Brandi Pope teaches sixth grade math a Muller Road Middle School in Blythewood, SC.

When I was asked to participate in the Mathematics Design Collaborative training, I did not know what to expect. I didn’t know if I was ready or how MDC would fit into how I currently teach math. I showed up with an open mind, and within 30 minutes, I was pleased to realize that MDC is a best teaching practice.

MDC focuses on formative assessment through higher order questioning.  It provides students with engaging tasks incorporating rigor while providing individualized support. For the teachers, the lessons help guide you through not only how to administer high-quality formative assessment in real classrooms, but more importantly, how to utilize the results you get from the formative assessment task.

This is my seventh year teaching in our district. What I loved about the training was how easily the connections were made between my work in the elementary classroom and the concepts driving an MDC classroom.
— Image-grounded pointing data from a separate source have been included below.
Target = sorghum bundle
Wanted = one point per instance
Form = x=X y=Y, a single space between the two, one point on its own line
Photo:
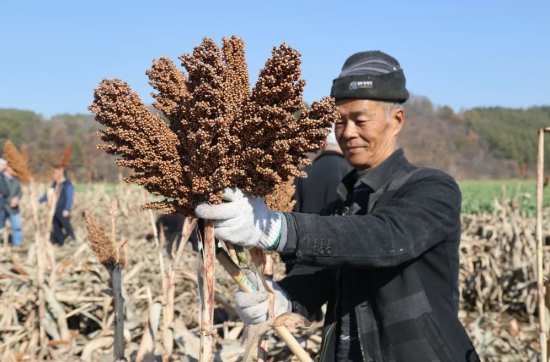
x=99 y=242
x=16 y=162
x=220 y=133
x=281 y=198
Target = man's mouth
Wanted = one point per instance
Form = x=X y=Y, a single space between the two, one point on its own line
x=354 y=149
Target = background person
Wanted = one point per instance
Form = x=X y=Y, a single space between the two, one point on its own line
x=10 y=188
x=64 y=191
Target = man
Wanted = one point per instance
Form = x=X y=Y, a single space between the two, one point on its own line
x=10 y=188
x=390 y=257
x=323 y=178
x=64 y=191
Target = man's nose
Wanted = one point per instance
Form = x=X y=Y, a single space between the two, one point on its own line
x=350 y=131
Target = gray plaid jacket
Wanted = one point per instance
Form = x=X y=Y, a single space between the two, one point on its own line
x=398 y=252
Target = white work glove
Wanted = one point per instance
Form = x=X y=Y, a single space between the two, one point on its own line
x=253 y=308
x=245 y=221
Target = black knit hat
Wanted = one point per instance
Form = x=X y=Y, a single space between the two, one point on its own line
x=371 y=75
In elementary school, we focus heavily on incorporating levels of questioning, mathematical reasoning and the ability to apply mathematics in real-world situations through AVID training, as well as training provided by Carol Sample and Elizabeth Waters.

I feel like MDC takes that training a step further by showing teachers how to use formative assessment to drive instruction, increase student engagement and individualize lessons, all while not increasing our prep time, but instead teaching us how to use our teaching time more efficiently. 

“Aha” Moments

​My big “aha” moments:

1. It is what happens after the formative assessment that is most important.

2. There is a distinction between re-teaching a student and the re-engagement of a student.

3. Enrichment activities are a must.

4. Identifying when to re-teach and when to re-engage is key to ensuring the success of our kids.